A manipulação que altera a realidade do acontecimento segue inaceitável no jornalismo. Mas outros tabus da intervenção gráfica se modificam à medida em que a tecnologia e a própria relação da sociedade com as imagens se alteram. As possibilidades de dinamização tonal para valorizar elementos da foto é um exemplo desse processo. Wagner considera que “há um amadurecimento não só da tecnologia, mas do próprio público consumidor e, de alguma maneira, esse refinamento do nosso contato com as imagens contribui para o alargamento dos limites éticos de intervenção”.

 

Infinitas possibilidades criativas

Enquanto no jornalismo as possibilidades de edição são restritas pela natureza documental, em outros campos a criatividade é ilimitada. É o caso da publicidade. Pedro conta que a manipulação de fotografias ocupa boa parte do seu dia. Ao pensar no design de um produto ou na história retratada em uma propaganda, ele precisa adaptar e criar imagens que despertem no consumidor os sentimentos de interesse da marca. Em alguns casos, a mudança passa pelo manejo das cores no mundo real, como a associação do verde a produtos orgânicos, de forma a lembrar elementos da natureza. 

Em outros casos, é preciso representar cenários que não existem. Ele cita uma propaganda de empresa de tecnologia em que uma nave espacial sai da tela de um celular, em uma indicação futurista das possibilidades da marca. Pensar composições novas requer muita criatividade, desenvolvida com repertório cultural amplo e uma boa dose de treino. 

Para Pedro, imaginar cenários fora do padrão é uma forma de resgatar e exercitar atributos da infância. “Quando somos crianças, os adultos nos ensinam a pintar dentro das linhas do desenho ou dizem que pessoas não podem ser pintadas de verde. Isso acaba limitando a criatividade. Por que uma pessoa não pode ser verde em um desenho? Por que não posso experimentar minha criatividade?”, questiona. 

Imagens não realistas podem ser produzidas com técnicas de edição gráfica. [Imagem: Reprodução/Pixabay] 
Imagens não realistas podem ser produzidas com técnicas de edição gráfica. [Imagem: Reprodução/Pixabay]
As possibilidades criativas tiveram um salto com o desenvolvimento dos softwares de edição de imagem.

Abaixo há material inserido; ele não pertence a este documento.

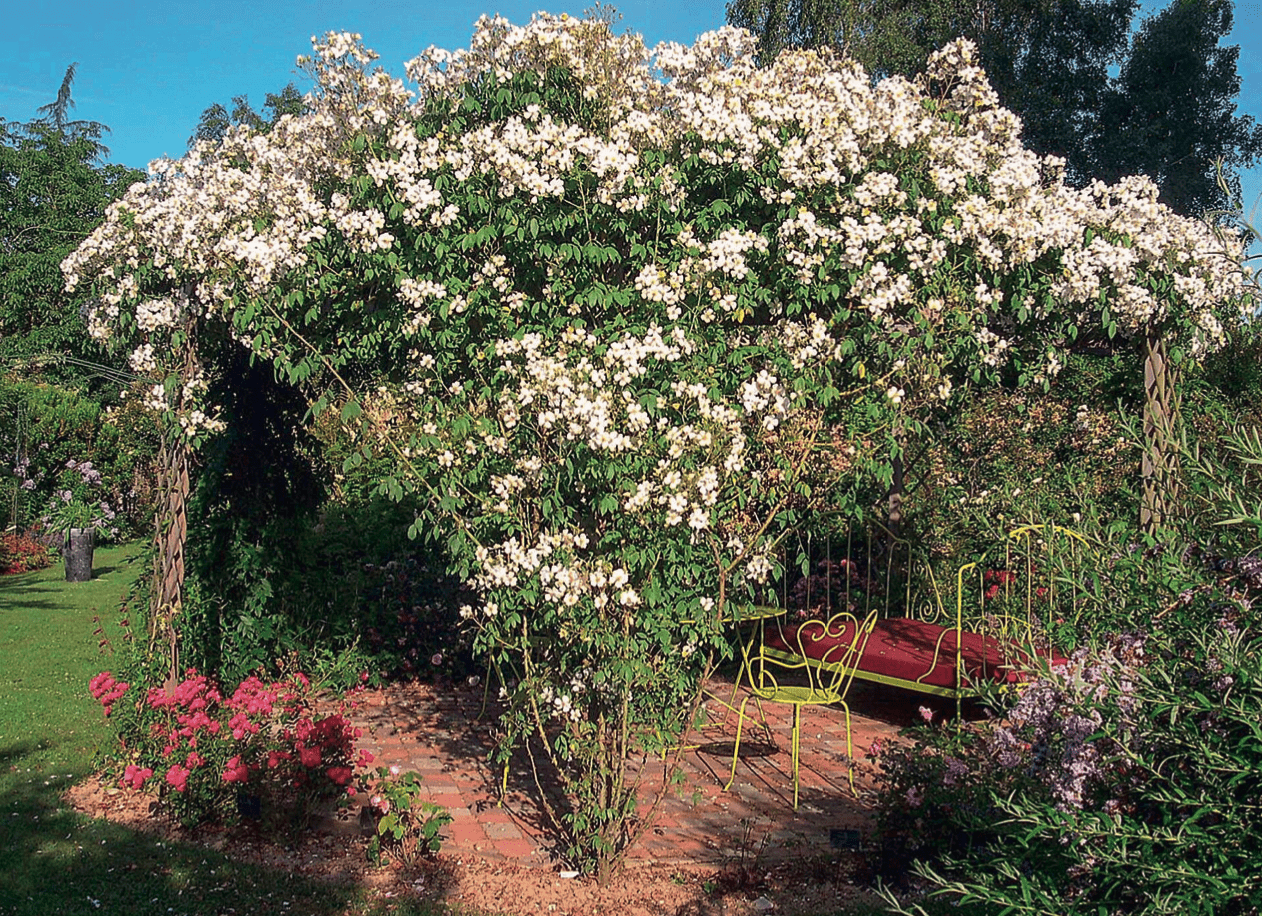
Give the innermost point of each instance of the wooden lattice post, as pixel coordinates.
(172, 522)
(168, 587)
(1160, 434)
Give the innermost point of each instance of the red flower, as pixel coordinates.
(178, 777)
(236, 771)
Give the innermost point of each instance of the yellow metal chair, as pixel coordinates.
(818, 673)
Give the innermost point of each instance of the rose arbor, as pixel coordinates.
(625, 318)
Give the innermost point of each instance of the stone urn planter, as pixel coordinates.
(77, 550)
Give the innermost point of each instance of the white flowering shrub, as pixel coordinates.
(627, 317)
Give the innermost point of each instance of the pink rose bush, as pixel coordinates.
(264, 738)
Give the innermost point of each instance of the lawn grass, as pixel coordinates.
(54, 861)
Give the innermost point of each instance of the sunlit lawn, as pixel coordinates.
(53, 861)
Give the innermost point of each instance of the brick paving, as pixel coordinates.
(441, 734)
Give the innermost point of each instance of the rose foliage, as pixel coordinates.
(622, 318)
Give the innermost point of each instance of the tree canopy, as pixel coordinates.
(53, 192)
(216, 120)
(1170, 112)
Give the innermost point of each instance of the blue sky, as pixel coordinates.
(148, 68)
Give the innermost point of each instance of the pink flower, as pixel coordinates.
(236, 771)
(178, 777)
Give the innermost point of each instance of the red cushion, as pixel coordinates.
(905, 650)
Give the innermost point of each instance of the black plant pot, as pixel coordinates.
(77, 549)
(249, 806)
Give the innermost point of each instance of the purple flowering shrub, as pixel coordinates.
(1126, 781)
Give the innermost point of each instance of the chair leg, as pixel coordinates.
(736, 748)
(849, 748)
(796, 750)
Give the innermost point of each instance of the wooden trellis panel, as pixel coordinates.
(168, 591)
(1160, 435)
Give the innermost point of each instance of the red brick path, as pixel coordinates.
(438, 733)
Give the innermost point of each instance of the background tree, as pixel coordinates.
(53, 192)
(1171, 111)
(1048, 59)
(216, 120)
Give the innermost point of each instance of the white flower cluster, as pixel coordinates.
(814, 135)
(555, 562)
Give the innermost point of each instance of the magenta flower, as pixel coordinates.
(178, 777)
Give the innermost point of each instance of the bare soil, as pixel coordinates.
(332, 849)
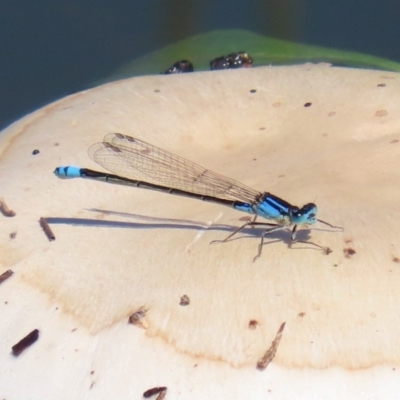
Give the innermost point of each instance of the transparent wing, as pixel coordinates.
(135, 159)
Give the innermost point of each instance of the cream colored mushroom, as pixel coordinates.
(309, 133)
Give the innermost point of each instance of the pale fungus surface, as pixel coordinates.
(308, 134)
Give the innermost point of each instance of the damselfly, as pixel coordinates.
(140, 164)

Com poucos toques, é possível retirar ou adicionar elementos de uma fotografia, mudar as cores, inverter posições. Além da publicidade, as facilidades técnicas permitem mudanças na arte e ampliam a liberdade do artista em manipular fotos e criar paletas de cores próprias. 

Mas Andreia destaca que a popularização de ferramentas de edição não exclui o papel do conhecimento técnico: “Hoje, com o uso de filtros e aplicativos de edição nos smartphones, a manipulação se tornou muito popularizada. Mas não é porque se tem acesso às ferramentas que sabemos como usá-las. Percebo que a teoria por trás disso ainda está ligada a uma busca pessoal do artista, ao estudo das cores”.

Por mais que os processos de manipulação estejam popularizados no mundo digital, suas raízes vêm de contextos analógicos. Pensar nos processos físicos que baseiam as mudanças digitais é uma forma de resgatar a história da fotografia. Bruna considera que esse resgate também é um exercício criativo. “Não gosto tanto de usar programas de edição para alterar minhas fotos. Eu até poderia usar, mas sempre me pergunto: como posso produzir um efeito na prática, na hora da foto na vida real? Isso requer criatividade e conhecimento”, comenta. 

Seja por meio analógico ou digital, a fotografia mudou a forma como registramos e interpretamos o mundo. Na cultura de culto à imagem, é preciso estar atento para que a vivência e as memórias sejam experienciadas além da lente objetiva.